たりないあたまでかんがえてみた。車輪の再発明。

良いこと

寮の周りを深夜友人と散歩していたら、身なりのそこそこ整った老人に声をかけられた。老婆は府中の伊勢丹までの道を聞いた。瘋癲の輩、2人にである。朝四時のことだ。当然不審だ。不審な姿をしている不逞の輩に声をかけざるを得ない老婆に対して、不審の念を感じざるを得なかった。それも、府中の伊勢丹である。聞かれた地点から5キロほど離れて、それなりに曲折を経た場所にある。

 

最初は我々も道を教えようとしていた。そのうち疑念が頭によぎり、なぜ伊勢丹に行きたいのかを尋ねた。すると、そこだけが覚えてる場所だと言うではないか。そこに至り、道がわからなくなって歩いている行旅人だと理解した我々は、とりあえず身の内を聞きながら交番へ誘導した。

 

飴ちゃんをもらいながら、どういう曲折を経てここまで至り来るのかを聞いていた。彼女の脚が疲れていたので、すぐそばの交番まで向かう。彼女の持つ荷物は背負った。少し重かった。

 

交番に人はいなかったが、直通の電話はあった。

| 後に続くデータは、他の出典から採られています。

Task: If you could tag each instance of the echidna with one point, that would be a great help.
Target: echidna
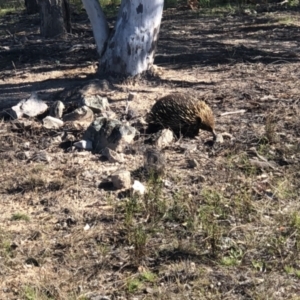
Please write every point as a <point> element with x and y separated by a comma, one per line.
<point>181,113</point>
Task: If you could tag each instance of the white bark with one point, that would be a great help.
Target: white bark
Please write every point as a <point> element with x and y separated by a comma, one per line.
<point>131,50</point>
<point>99,23</point>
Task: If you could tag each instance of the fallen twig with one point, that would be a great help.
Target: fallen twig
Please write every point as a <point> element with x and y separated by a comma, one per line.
<point>233,112</point>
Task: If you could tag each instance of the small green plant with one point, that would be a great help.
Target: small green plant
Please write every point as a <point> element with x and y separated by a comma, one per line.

友人が電話をして、その間、彼女の息子や孫の話をして落着する。家の場所がわからなくなることを責めても益はない。そもそも我々は迷惑をかけられていないが、深く沈みそうな彼女を励ましつつ、ポリ公の到着を待つ。

 

ポリ公来たりて、我々の住所やら電話番号を控えて、返された。あの個人情報を悪用されないことを祈りつつも、老婆の今後を祈る。夫に先立たれ、一人暮らしで、息子と義娘と孫に近居しつつ、身なりの美しさを志向する彼女の。

 

「ボケても幸せな社会」の実現もついでに祈ろう。必死に生きた先が、家から飛び出せばピンボールのように色んなところに弾かれる人生はごめんだ。そんな生には中指を。来るべき良き生を。その手助けをしたことには胸を張り生きよう。友とともに。